Fim do Mundo
Fim do Mundo
Saudades do Fim do Mundo
lá é o lugar onde o vento faz a curva
do horizonte Ponto Certo do país do sonho
onde tudo começou na estória geral
bairrozinho bucólico do curro municipal
sem rival
na Vila Itaguari: aliás Ponta de Pedras
antes e depois da revolução de 30…
Torrão natal transformado em metáforas
da varja e açaizal do Curralpanema
pedra por pedra, pau por pau,
ripas e pernamancas, tábuas e telhados
canoas igarités à vela, montarias a remo
que viram páginas encantadas
vila que nem vila era, Vilarana
igarapé jitinho que virou rio.
rio que virou mar doce desconforme…
A lição cabal do Fim do Mundo
perdura ao ver chegar pelo rio
canoa de gado do vento
animal brabo pegado a laço no campo
uma única vez na vida e na morte
espetáculo número um da pirralhada
de Vilarana
semana sim, semana não
carne verde da manducação municipal,
variando com peixe e camarão
caldo e pirão da população de baixa extração
na maré cheia rua e rio à mesma altura
barco boieiro amarrado na ilharga do curro
urro de boi brabo arrancado do pasto pelo estropo
Içado a bordo botando fogo pelas ventas
Cascos mal tocavam a terra
levantava poeira face à fúria do miúra
molecada pernas pra que te quero
fugia da beira da cerca do curro
marrada de touro brabo fazia terremoto…
Urubus de longe urubuservando:
Cá te espero meu valentão,
Certo dos despojos da tourada
Magarefe amolando gume de faca na pedra da fome
Dias de sede e jejum faziam carneirinhos
Daqueles bichos marcados para morrer
Já não tem valentia,
Já não tem espetáculo,
Já não tem maré cheia,
Sete vacas gordas vezes sete vacas magras…
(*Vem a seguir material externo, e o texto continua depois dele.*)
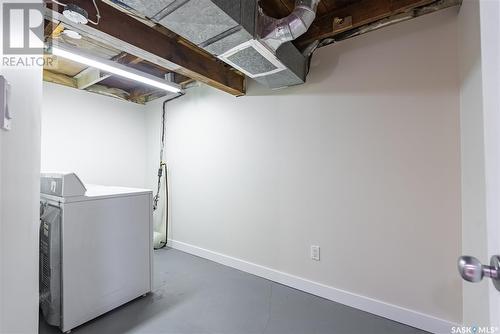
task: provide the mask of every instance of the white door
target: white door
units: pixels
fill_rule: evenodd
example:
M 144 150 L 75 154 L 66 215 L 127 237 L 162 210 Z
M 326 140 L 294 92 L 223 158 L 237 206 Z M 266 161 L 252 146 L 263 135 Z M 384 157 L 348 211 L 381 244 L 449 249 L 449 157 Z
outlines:
M 500 255 L 500 1 L 481 3 L 484 45 L 483 110 L 485 124 L 486 232 L 489 256 Z M 500 277 L 489 284 L 490 322 L 500 328 Z M 500 329 L 497 330 L 500 332 Z
M 459 270 L 480 282 L 464 283 L 464 325 L 500 333 L 500 1 L 465 0 L 462 11 L 470 16 L 460 22 L 461 42 L 475 44 L 464 36 L 476 28 L 480 37 L 477 57 L 469 52 L 462 62 L 462 244 L 468 257 Z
Uma criancinha com dó podia
Estender um fiapo de capim
E a rês vinha pegar à mão, docemente…
O bicho não sabia que seu dia era hoje
Saia do curro para o talho no mercado
aos quilos e gritos do açougueiro
cachorros disputando nacos,
fogão aceso na cozinha, comida à mesa
mais tarde virava boi-bumbá
seu olho de vidro espiava
a vila que nem vila era
sob luzes de fogueiras,
o fantasma do boi selado morava na encantaria
Vilarana dormia
a sesta eterna do Fim do Mundo.
José Varella, Belém-PA (1937), autor dos ensaios "Novíssima Viagem Filosófica", "Amazônia Latina e a terra sem mal" e "Breve história da amazônia marajoara".